As the average American woman, the majority of us do not have the time, patience or resources to make our holiday table "picture perfect", and we set our expectations too high. As a result we feel less tolerance for family and are unable to enjoy the time we have together. It is nearly impossible to eliminate all holiday-related stress. This holiday season get ready by setting realistic expectations and realize you are entitled to reduce stress in your life. Things aren't going to be perfect, and its o.k.!! Here are some suggestions on how to accomplish just that.

- Exercise and eat right. A healthy diet makes you less susceptible to stress and sickness.

- Sleep. Lack of sleep can lead to exhaustion and decrease your ability to manage stress. So you need at least 6 to 8 hours a night.

- Laugh. Do it EVERYDAY! Laughter increase relaxation and in turn can decrease stress. A good belly laugh also improves breathing and help digestion.

- Set priorities. Decide what is REALLY important and delegate the less important items.

- Do ONE thing at a time. Create a to-do list. Even if you are not a list-maker, please use this organizational tool during this one season. Chores, shopping and family visits are not the stressors -it's your anticipation of them that can seem overwhelming. Plan to tackle one or two things per day, you will accomplish more if you do one thing at a time and give it your full attention. Trying to multitask will only leave you with 5 things partially done. 

- Plan to cook when you have time - perhaps the weekends. Make soups or casseroles to freeze for enjoyment on hectic days. 

- Learn to say NO. Saying no during the holiday season isn't always easy, but you DO NOT have to accept every party invitation or always bake your infamous pie. Take on only as much as you feel you can handle. Think carefully about your motives for attending parties. Sometimes we can "over-book" ourselves during the holidays because we have a problem saying no. Just because you receive an invitation does not mean that you have to attend!

- Lower your expectations. If you aren't able to hire an interior decorator, the chances of you making your house look like the North Pole in time for your holiday gathering are slim. Realize that not every present is going to look like it was gift-wrapped at a department store and not every meal is going to be gourmet. You can eliminate a lot of stress by lowering the expectations you have of yourself and others.

- Ask for help. Unless you're able to replicate yourself, you probably can't do it all without feeling like you're being pulled in too many directions. The best way to get relief is to ask for help. If you are hosting a dinner, don't hesitate to ask for others to bring side dishes or desserts. They will not think of you as a horrible person!

- Let It Go. Holidays often drum up a lot of family baggage and unnecessary drama. Accepting your family for who they are and how they act, and learning to let things go, will do a lot as far as reducing stress. Some things just don't change, and the best way to deal with these challenges is to accept them and move on, as difficult as that may be.

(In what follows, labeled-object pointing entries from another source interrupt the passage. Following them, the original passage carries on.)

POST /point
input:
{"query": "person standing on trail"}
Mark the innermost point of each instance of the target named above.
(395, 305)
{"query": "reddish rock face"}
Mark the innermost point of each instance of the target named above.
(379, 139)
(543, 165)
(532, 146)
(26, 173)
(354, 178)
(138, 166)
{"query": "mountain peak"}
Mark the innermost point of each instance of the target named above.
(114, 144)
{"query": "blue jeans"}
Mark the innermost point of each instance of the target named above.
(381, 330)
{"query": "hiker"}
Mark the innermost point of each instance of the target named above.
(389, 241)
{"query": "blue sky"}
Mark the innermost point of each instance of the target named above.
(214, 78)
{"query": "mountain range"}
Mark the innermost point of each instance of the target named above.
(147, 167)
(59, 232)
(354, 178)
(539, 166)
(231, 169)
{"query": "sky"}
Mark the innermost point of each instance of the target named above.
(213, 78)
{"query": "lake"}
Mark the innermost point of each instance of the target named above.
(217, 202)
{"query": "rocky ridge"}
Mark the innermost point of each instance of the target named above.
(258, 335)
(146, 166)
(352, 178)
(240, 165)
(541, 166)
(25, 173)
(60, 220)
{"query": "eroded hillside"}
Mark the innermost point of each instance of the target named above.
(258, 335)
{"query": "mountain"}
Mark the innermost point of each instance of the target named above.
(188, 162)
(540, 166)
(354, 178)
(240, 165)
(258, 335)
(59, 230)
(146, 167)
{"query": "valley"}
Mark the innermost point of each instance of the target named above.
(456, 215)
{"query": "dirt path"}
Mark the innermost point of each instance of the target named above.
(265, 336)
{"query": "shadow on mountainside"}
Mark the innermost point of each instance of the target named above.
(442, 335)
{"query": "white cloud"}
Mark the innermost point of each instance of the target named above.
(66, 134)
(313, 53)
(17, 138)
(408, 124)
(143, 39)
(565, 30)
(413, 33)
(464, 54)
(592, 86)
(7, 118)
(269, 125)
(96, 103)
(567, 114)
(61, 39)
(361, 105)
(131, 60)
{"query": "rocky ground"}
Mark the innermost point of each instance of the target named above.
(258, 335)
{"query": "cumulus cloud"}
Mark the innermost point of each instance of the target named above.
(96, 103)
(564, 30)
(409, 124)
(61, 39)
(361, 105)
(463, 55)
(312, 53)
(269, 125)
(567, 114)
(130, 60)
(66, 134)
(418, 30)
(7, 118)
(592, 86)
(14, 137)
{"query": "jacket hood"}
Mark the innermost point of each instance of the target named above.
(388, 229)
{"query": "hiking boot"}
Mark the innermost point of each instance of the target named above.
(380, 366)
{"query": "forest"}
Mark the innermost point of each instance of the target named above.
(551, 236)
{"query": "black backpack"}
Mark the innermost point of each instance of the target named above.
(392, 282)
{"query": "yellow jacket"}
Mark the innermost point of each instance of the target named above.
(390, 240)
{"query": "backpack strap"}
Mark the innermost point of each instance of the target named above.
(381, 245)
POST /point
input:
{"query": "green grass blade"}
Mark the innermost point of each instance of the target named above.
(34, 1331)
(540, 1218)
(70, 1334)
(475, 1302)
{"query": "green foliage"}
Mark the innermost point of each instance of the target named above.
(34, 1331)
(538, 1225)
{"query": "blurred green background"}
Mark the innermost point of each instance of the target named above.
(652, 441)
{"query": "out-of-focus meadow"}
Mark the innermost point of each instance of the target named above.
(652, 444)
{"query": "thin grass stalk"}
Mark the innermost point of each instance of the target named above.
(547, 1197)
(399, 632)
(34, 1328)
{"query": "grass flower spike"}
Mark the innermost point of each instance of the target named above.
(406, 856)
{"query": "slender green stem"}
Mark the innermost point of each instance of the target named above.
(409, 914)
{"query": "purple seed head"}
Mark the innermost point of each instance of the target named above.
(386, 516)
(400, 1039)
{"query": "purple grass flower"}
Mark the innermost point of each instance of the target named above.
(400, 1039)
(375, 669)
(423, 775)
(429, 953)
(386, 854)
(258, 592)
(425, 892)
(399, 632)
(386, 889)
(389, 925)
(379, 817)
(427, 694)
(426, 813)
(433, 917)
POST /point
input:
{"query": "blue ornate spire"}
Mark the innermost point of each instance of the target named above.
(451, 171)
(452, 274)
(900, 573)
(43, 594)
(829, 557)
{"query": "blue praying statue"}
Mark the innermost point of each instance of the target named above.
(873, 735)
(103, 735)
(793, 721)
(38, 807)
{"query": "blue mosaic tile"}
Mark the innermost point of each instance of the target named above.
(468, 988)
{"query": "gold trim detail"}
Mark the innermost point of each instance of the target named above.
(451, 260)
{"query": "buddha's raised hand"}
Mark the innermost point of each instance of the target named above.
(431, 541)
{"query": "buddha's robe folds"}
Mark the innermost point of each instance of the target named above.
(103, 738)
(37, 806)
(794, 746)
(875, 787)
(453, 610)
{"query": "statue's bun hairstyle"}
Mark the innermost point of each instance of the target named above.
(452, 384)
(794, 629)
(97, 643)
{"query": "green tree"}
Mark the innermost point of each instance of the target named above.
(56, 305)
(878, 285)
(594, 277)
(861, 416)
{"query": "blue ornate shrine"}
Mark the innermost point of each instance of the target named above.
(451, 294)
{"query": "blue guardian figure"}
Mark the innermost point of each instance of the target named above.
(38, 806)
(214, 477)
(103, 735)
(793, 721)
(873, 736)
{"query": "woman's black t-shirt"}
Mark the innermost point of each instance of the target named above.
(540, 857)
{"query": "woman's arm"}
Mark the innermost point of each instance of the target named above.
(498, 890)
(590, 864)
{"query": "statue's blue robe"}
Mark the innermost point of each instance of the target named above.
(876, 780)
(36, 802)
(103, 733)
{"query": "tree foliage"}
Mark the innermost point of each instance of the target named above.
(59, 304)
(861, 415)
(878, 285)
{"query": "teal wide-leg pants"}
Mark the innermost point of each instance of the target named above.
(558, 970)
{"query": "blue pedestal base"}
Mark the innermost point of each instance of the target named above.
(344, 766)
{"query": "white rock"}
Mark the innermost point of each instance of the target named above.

- Plan your holiday spending. One of the largest stressors during holiday season is the extra money that is being spent, or that you feel the need to spend. Do a thorough assessment of why you are giving gifts. Don't feel pressured to give gifts. 

- Spend some time with your children….young children. If your children are grown, borrow the neighborhood children!! Thanksgiving and Christmas are a great time to bake cookies and children are so much fun to have as helpers in the kitchen. Experiencing the holidays through the eyes of a child reminds us of excitement and joyful anticipation. 

Remember that the purpose of the holidays is not to spend a lot of money or to outdo last year's host - it's a time to gather with loved ones. Don't let the holidays or life become something you dread. Instead use these steps mentioned to prevent stress and depression that can descend during the holidays or anytime. With some planning and positive thinking you may find that you enjoy life a lot better than you ever thought was possible.

Last, but certainly not least, take time for yourself during the holidays. Everyone needs time to recharge their battery! Remember….you aren't an enterprise, and you aren't a cartoon! Create your own family traditions and focus on family time and fun!